Yeah, it actually is possible to make best fuels from carbon dioxide and water by reverse burning, only what is needed is energy. Which could be long time ago provided by liquid fuel nuclear reactors, which we have fuel for whole remaining existence of this planet. Only problem is the politics and that it must be quick – there’s not much time left, the fossil carbon and hydrocarbon known and probable reserves are there just for couple of decades wiith current consumption.

Chad Wozniak
November 9, 2013 10:09 am

Pumping too much CO2 into one underground reservoir could conceivably risk another Lake Nyos disaster, if the containment in the reservoir were to fail (Lake Nyos was the lake in Africa that suddenly released huge volumes of trapped CO2, smothering about 1,700 people in the surrounding area). Not only costly, but supremely irrational and just plain stupid.
@tumes – No, fracking has revealed at least 200-300 years’ additional supply of natural gas and oil, and at least that much coal was already known to be on hand. That gives us rather more time to develop fuels- particularly hydrogen – that are sustainable (unlike wind, solar, or biomass which will NEVER provide enough energy to power a modern industrial civilization.

Richard G
November 9, 2013 10:38 am

I see that they have cleverly misspelled their acronym: “CO2 Site Closure Assessment Research” should be CO2SCARE. Truth in advertising.
“Potsdam, 07.11.2013 | At the final conference of the EU project CO2CARE – CO2 Site Closure Assessment Research –”

November 9, 2013 10:45 am

Gail Combs says:
November 8, 2013 at 3:37 pm

Robert of Ottawa says:
November 8, 2013 at 2:49 pm
Isn’t limestone a good way to store CO2?….

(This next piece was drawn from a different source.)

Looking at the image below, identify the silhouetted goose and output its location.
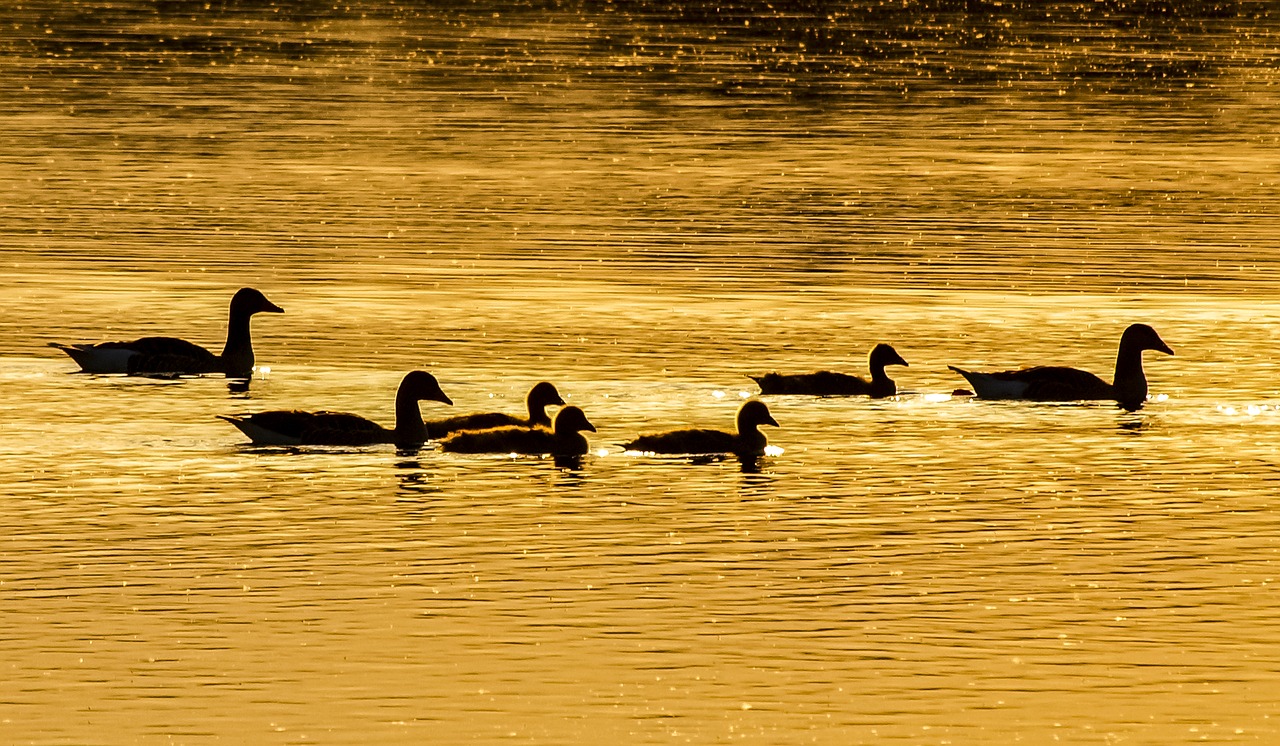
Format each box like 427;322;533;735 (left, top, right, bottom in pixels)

Not if it is wet. Water plus CO2 is how caves are formed.

========================================================================
A common type of municipal water softening is lime/soda.
Hardness in water is primarily from dissolved calcium bicarbonates.
Lime converts the very soluble bicarbonates to very insoluble carbonates.
Some of the carbonates do dissolve and will likely settle out and form scale in the distribution system. To prevent this, the remaining carbonates (most will have settled out and been removed in the treatment process) are converted back into bicarbonates using CO2.
The lime comes from limestone (primarily calcium carbonate) that has been mined, crushed and burned to drive off the CO2. (This leaves calcium oxide, “lime”.)
Where I live the CO2 used to convert the remaining calcium carbonate back into calcium bicarbonate comes from the production of ethanol.
Who would have thought that promotion of the bio-fuel ethanol to reduce CO2 actually produces CO2?